The habitat suffered pollution, during the 1960s 70s and 80s, due to waste from local steel and iron plants being dumped onto Coatham Marsh.

The building of the Redcar steelworks complex in the late 1970s, necessitated the diversion of the railway line to Redcar and Saltburn through the middle of Coatham Marsh, splitting the site in two.

The site was owned by British Steel (later Corus, then Tata Steel), and since 1982 it has been managed by the Tees Valley Wildlife Trust. Coatham Marsh was designated an SSSI as part of the Teesside and Cleveland Coast in 2018.

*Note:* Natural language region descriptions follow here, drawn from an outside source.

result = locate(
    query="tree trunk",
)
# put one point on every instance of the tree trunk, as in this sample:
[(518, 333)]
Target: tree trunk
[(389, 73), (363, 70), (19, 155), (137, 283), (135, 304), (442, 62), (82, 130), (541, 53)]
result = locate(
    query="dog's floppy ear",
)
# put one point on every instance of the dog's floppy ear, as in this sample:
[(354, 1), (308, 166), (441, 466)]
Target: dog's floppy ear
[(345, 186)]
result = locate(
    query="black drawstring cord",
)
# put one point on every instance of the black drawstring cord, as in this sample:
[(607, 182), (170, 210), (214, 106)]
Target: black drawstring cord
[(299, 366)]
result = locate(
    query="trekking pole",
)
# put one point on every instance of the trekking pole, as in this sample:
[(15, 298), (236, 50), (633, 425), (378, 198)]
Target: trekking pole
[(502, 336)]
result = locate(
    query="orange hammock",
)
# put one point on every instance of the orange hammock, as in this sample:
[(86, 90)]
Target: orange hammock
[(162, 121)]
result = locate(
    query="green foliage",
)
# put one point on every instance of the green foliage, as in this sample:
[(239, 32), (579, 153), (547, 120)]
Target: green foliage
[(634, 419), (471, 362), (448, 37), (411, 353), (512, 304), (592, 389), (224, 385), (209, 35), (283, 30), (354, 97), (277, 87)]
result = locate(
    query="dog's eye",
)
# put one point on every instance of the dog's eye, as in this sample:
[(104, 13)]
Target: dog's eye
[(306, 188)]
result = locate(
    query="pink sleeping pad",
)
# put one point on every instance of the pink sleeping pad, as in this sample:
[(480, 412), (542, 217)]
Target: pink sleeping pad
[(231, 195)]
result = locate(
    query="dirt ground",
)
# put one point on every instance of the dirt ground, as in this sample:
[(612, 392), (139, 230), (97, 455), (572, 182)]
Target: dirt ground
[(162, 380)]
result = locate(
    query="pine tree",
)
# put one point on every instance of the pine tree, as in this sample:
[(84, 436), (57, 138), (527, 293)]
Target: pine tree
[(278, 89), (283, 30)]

The site has a small beck called The Fleet which drains south-westwards from Redcar and feeds into the River Tees via Dabholm Gut. The Fleet supplies and drains several reedbed-fringed ponds on Coatham Marsh, and drains an area of 20 km2. Coatham Marsh is bounded by the A1085 to the south, Tod Point Road to the north, Locke Park and Coatham to the east, and the former Redcar Steelworks to the west (now known as the Teesworks site).

== Flora and fauna ==
Otters have been noted on the marsh, having been assumed to be behind the depletion of managed fish stocks in the ponds on the marsh. Over 200 species of bird have been noted at the site, including spoonbill, gadwall, wood sandpiper, white-winged black tern, Temminck's stint, black redstart, curlew sandpiper, stone curlew, pochard, reed warbler, reed bunting, water rail, and tufted duck. Dragon and damselflies noted at the site include the common darter, common blue and large red damselfly.

The saline-loving moss bryum marratii (Baltic Byrum), has historically been noted at the site. Other plants that have been noted at the site include the northern marsh orchid, the yellow wort, and the bee orchid.